Copper imbalances, whether deficiency or overload, may result in the loss of cellular integrity and the disruption Of normal repair processes. Specific examples include the liver, where copper overload has been shown to result in cellular necrosis, and the pancreas, where copper deficiency can cause almost complete destruction of acinar cells and a striking loss of normal repair mechanisms. Thus, it is important that cellular copper concentrations be tightly regulated. Unfortunately, we do not have a clear understanding of the cellular and molecular mechanisms that are responsible for copper regulation. The focus of this project is the hypothesis that in response to fluctuations in dietary copper, there are changes in gene expression that are responsible for the maintenance of normal copper balance and cellular integrity. The experiments that are described here will include the identification and study of specific molecular mechanisms that play a role in the regulation of cellular copper levels.
The Specific Aims will include isolation and study of novel copper-regulated genes as well as the examination of two recently identified genes, MNK and WD, apparently involved in copper regulation.
Specific Aim I, Identification of Novel Copper Regulated Genes, will focus on the isolation, identification and cloning of novel copper regulated genes in the intestine, liver, brain and pancreas.
Specific Aim II, Characterization of Novel Copper Regulated Clones, will examine the degree to which these novel genes are regulated by copper as well as other aspects of regulation such as developmental patterns of gene expression.

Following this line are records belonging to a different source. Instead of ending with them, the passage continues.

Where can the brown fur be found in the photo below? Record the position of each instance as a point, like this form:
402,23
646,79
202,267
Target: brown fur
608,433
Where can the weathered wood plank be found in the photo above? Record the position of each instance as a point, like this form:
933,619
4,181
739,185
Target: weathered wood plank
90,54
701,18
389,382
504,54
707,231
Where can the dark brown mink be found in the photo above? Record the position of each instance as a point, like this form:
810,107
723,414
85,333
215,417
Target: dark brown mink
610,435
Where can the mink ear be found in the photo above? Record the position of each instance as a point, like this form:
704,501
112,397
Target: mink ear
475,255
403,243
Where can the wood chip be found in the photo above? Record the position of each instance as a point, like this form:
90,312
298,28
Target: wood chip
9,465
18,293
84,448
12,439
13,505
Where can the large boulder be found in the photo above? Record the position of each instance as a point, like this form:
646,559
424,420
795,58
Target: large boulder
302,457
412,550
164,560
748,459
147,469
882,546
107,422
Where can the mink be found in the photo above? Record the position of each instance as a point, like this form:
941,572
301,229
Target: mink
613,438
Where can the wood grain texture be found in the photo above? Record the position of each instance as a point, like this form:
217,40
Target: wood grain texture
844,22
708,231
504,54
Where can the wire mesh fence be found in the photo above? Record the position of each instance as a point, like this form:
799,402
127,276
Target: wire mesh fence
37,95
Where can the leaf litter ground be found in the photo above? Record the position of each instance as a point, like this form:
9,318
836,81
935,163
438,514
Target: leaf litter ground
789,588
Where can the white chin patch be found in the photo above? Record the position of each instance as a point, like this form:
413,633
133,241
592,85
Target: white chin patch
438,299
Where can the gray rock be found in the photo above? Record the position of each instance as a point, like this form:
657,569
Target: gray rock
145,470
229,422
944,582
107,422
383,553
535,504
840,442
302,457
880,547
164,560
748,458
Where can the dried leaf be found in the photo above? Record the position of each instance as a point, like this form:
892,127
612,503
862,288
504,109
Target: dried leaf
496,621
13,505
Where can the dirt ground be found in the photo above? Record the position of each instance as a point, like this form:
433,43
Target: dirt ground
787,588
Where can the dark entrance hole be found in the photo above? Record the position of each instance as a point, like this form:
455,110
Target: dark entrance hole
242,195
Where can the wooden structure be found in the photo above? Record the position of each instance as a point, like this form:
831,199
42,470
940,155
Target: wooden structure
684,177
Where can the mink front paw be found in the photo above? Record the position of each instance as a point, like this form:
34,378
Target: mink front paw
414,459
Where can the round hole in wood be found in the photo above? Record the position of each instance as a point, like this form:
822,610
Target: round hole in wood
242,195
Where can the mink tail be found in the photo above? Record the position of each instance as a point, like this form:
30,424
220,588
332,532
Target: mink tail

Specific Aim III, Regulation of the MNK and WD) Genes, will examine the regulation of two-genes which encode putative copper transport proteins. Regulation of these genes during dietary copper restriction and overload will be explored with other aspects of regulation. Finally, Specific Aim IV, Role of MNK and WD) in Copper Transport, will use transient transfection of cultured cells to overexpress these genes and study their role in the tissue specific regulation of cellular copper levels. Together, these studies will provide information on the molecular regulation of copper and its role in the maintenance of cellular integrity and repair mechanisms.